Soak-back conditions are a crucial challenge for engine manufacturers to reduce the turnaround time between flights and improve engine durability and security. The natural convection conditions at stake make the numerical predictions of the flow and thermal behaviors rather difficult, when not prohibitively expensive. Consequently, the topic is still assessed with tests which can only be performed at a very late stage of the engine development and do not provide a good overview of the physics behind. Failures discovered so late are extremely expensive and complex to solve.
This paper presents the first phase of a methodology development to tackle the soak-back of an engine with the SIMULIA PowerFLOW Suite Computational Fluid Dynamics code. Comparisons for validation are made with the tests on one hand, and with ANSYS Fluent RANS (Reynolds Averaged Navier-Stokes) simulations whenever possible.
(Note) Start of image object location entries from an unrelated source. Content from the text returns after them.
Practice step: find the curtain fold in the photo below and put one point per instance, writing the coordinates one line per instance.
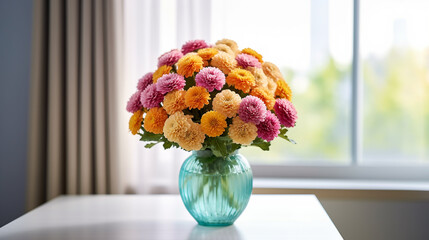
(74, 90)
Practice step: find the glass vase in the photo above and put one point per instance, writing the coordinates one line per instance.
(215, 190)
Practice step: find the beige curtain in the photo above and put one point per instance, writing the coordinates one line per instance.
(73, 108)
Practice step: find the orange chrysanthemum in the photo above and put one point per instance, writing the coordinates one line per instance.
(192, 138)
(260, 78)
(224, 61)
(161, 71)
(213, 123)
(283, 90)
(253, 53)
(174, 101)
(265, 95)
(197, 97)
(241, 132)
(241, 79)
(271, 71)
(207, 53)
(136, 121)
(189, 64)
(154, 120)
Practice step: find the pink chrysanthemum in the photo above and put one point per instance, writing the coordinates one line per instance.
(252, 109)
(286, 112)
(269, 128)
(170, 58)
(170, 82)
(150, 97)
(134, 104)
(246, 60)
(193, 45)
(210, 78)
(144, 81)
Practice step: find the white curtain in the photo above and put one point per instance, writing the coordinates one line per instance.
(153, 27)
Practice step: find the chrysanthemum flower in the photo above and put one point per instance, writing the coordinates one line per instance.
(227, 103)
(174, 101)
(224, 48)
(253, 53)
(230, 43)
(160, 72)
(170, 58)
(213, 123)
(134, 104)
(207, 53)
(211, 78)
(283, 90)
(192, 139)
(150, 97)
(269, 128)
(225, 62)
(252, 109)
(176, 125)
(265, 95)
(246, 60)
(189, 64)
(170, 82)
(241, 79)
(241, 132)
(286, 112)
(154, 120)
(197, 97)
(272, 85)
(271, 71)
(260, 78)
(136, 121)
(145, 81)
(193, 45)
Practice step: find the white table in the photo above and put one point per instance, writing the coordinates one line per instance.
(165, 217)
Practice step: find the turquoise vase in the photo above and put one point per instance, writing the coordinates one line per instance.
(215, 190)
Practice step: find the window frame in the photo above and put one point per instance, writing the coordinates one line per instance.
(355, 169)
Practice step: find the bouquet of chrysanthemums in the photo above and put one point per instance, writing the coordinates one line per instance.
(214, 97)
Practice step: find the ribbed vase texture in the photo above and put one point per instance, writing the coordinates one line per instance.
(215, 190)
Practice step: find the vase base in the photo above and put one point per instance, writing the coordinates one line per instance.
(211, 224)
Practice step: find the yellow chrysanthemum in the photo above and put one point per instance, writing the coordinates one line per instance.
(213, 123)
(164, 69)
(241, 132)
(189, 64)
(265, 95)
(136, 121)
(192, 139)
(260, 78)
(174, 101)
(283, 90)
(253, 53)
(230, 43)
(154, 120)
(207, 53)
(224, 48)
(176, 125)
(227, 103)
(271, 71)
(241, 79)
(225, 62)
(197, 97)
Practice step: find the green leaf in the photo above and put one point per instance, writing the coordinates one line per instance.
(150, 145)
(150, 137)
(264, 145)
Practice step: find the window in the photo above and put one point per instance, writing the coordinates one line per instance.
(359, 70)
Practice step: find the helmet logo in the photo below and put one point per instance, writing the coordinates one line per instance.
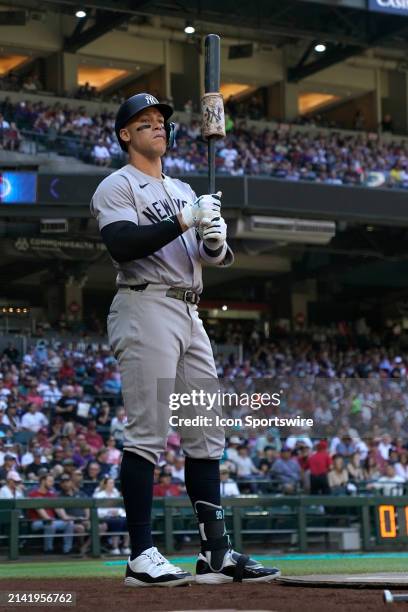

The work conducted so far focuses on the engine bay only with coupled fluid-thermal simulations while the core flow is simplified into a 1D fluid nodes network.
A first simplified approach has proved to recover some of the phenomena observed in both the tests and RANS simulations. It failed however to match the initial temperatures of the soak phase, which is consistent with the choice of modelization made. Improvements to the model were therefore brought by adding more complexity and fidelity to the geometry, environment and tests scenario. The new results significantly improve the comparisons with the tests and RANS simulations. Some differences on absolute temperature levels and evolution rates remain here and there and highlight the necessity to improve the core flow modelization, which is what the next phase of the methodology development will focus on.